United States TV coverage
- Network: FOX
- Announcers: Thom Brennaman, Charles Davis, and Chris Myers
- Nielsen ratings: 7.9

= 2008 Sugar Bowl =

The 2008 Allstate Sugar Bowl was an American college football bowl game. It was part of the Bowl Championship Series (BCS) for the 2007 NCAA Division I FBS football season, and was the 74th Sugar Bowl. It was played on Tuesday January 1, 2008, in the Louisiana Superdome in New Orleans.

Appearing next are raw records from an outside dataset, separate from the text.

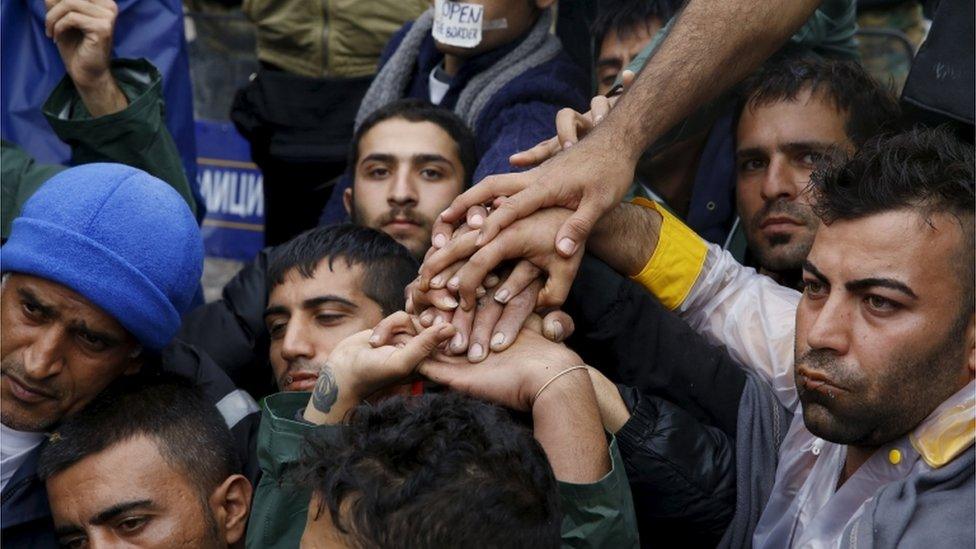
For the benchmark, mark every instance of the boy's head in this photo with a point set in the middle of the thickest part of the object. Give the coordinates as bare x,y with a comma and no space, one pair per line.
440,470
325,284
408,161
148,463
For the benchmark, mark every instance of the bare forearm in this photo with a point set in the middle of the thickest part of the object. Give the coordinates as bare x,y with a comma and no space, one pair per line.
103,97
626,237
711,46
566,422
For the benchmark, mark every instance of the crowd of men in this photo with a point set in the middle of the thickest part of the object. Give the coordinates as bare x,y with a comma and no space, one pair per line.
730,304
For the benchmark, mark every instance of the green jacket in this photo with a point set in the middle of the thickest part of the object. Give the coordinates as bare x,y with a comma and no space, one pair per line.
594,515
327,38
136,136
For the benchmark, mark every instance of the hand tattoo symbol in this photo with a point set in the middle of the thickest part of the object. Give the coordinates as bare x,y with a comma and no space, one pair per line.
326,392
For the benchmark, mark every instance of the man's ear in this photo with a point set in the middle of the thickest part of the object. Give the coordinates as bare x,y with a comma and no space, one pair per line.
347,200
230,503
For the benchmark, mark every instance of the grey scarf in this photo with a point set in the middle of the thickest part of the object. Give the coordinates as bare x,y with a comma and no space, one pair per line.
391,82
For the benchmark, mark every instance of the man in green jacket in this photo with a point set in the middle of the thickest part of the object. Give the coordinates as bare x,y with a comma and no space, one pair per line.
534,376
107,110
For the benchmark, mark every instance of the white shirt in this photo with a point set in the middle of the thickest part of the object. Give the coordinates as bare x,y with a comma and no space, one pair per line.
14,447
438,87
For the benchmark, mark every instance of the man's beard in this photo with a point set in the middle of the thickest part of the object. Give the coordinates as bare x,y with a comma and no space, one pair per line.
781,252
909,389
12,364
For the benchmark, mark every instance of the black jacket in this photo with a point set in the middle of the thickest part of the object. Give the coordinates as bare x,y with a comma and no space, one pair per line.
683,396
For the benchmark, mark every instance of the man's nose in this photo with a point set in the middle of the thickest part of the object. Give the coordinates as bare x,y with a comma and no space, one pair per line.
402,190
296,343
44,357
780,181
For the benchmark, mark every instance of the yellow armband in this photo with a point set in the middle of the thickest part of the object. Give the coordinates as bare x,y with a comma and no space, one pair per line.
676,262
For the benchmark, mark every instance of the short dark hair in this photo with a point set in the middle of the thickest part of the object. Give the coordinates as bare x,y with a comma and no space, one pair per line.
870,107
440,470
388,267
929,170
188,430
418,110
625,16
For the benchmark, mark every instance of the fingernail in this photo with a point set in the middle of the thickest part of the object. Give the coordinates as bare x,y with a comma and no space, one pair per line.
457,343
567,246
476,352
557,331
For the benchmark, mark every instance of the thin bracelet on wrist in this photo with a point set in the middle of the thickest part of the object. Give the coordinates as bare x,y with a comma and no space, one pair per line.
554,378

The Warriors were the third team not in any of the six BCS conferences (not counting major independent Notre Dame) to play in a BCS game. Boise State qualified for the 2007 Fiesta Bowl, and Utah made the same game two years earlier. Both teams won their respective games.

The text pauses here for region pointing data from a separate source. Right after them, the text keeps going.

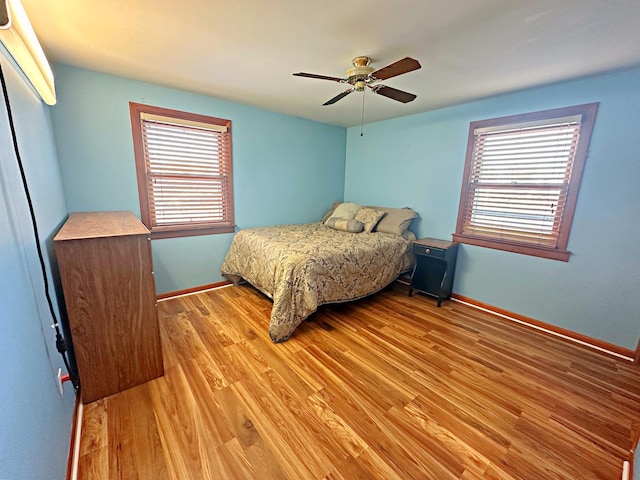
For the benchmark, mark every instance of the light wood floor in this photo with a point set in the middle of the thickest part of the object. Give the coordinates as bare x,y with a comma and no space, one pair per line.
389,387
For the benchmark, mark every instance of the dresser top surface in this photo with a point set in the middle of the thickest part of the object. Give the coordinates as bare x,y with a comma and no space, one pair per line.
100,224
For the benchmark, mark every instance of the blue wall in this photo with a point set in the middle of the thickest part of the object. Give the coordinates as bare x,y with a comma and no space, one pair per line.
285,169
35,422
418,161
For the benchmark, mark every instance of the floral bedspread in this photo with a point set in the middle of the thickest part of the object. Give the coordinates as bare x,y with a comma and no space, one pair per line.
303,266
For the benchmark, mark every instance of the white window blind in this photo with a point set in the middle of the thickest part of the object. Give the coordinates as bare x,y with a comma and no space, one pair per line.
519,182
188,173
184,169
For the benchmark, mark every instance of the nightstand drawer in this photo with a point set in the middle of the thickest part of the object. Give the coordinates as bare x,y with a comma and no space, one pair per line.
428,250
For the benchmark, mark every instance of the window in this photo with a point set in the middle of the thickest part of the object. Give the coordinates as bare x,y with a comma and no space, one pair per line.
521,179
183,162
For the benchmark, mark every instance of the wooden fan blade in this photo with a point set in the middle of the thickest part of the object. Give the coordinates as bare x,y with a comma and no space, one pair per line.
320,77
394,93
398,68
338,97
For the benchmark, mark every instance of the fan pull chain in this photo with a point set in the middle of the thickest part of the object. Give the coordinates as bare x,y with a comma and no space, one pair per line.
362,117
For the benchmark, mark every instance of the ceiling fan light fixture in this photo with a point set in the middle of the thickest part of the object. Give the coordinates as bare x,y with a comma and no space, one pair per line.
360,70
362,75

Georgia earned a 41–10 win. It was already a one-sided affair at halftime with a 24–3 score and it was 41–3 at one point early in the fourth quarter. The closest Hawaii got was 7–3 after a Dan Kelly field goal.

==Teams==
Because the SEC champion (LSU) was slated to participate in the BCS National Championship Game, the number-five Georgia Bulldogs were selected to host the number-ten, WAC champion Hawaii Warriors, the last undefeated major college football team going into the bowl season. This was the first meeting between the two teams.

===Hawaii===

The Hawaii Warriors, led by 9th-year head coach June Jones, finished the regular season 12–0, the program's first perfect regular season, winning the WAC title for the 3rd time in program history, and the Warriors' first ever outright conference title. The Warriors were led by senior quarterback Colt Brennan, who broke several FBS records throughout the season, including career passing touchdowns and total career touchdowns. Hawaii started the season ranked no. 23 in the AP poll and only played one ranked team in the regular season, defeating no. 17 Boise State 39–27 in the penultimate game of the regular season.

===Georgia===

The Georgia Bulldogs, led by 7th-year head coach Mark Richt, finished the regular season 10–2 (6–2 in SEC play), finishing tied for 1st in the SEC's Eastern Division, but lost out on an appearance in the SEC Championship Game to Tennessee due to tiebreakers. The Bulldogs started the season ranked no. 13 in the AP poll, but a 12–16 loss to South Carolina in week 2 saw the Bulldogs fall to no. 23. Georgia would crack the top ten following a 42–30 victory over then-no. 9 Florida in week 8. Coming into the Sugar Bowl, Georgia was ranked no. 4 in both the AP and Coaches poll.

==Game summary==

| Statistics | HAW | UGA |
|---|---|---|
| First downs | 20 | 19 |
| Total yards | 306 | 335 |
| Rushing yards | -5 | 160 |
| Passing yards | 311 | 175 |
| Passing: comp–att–int | 35–57–4 | 14–27–1 |
| Turnovers | 6 | 1 |
| Time of possession | 30:39 | 29:21 |

| Team | Category | Player | Statistics |
| Hawaii | Passing | Colt Brennan | 22/38, 169 yards, 3 INT |
| Rushing | Kealoha Pilares | 7 rushes, 26 yards |
| Receiving | Jason Rivers | 10 receptions, 105 yards |
| Georgia | Passing | Matthew Stafford | 14/23, 175 yards, TD, INT |
| Rushing | Thomas Brown | 19 rushes, 73 yards, TD |
| Receiving | Mohamed Massaquoi | 5 receptions, 54 yards |

| Quarter | 1 | 2 | 3 | 4 | Total |
|---|---|---|---|---|---|
| No. 10 Warriors | 3 | 0 | 0 | 7 | 10 |
| No. 5 Bulldogs | 14 | 10 | 14 | 3 | 41 |

==Aftermath==
With Hawaii's defeat, the 2007-08 college football season ended with no undefeated teams, something that had not happened since the 2003-04 season. This is also the second time in the BCS era that this has occurred.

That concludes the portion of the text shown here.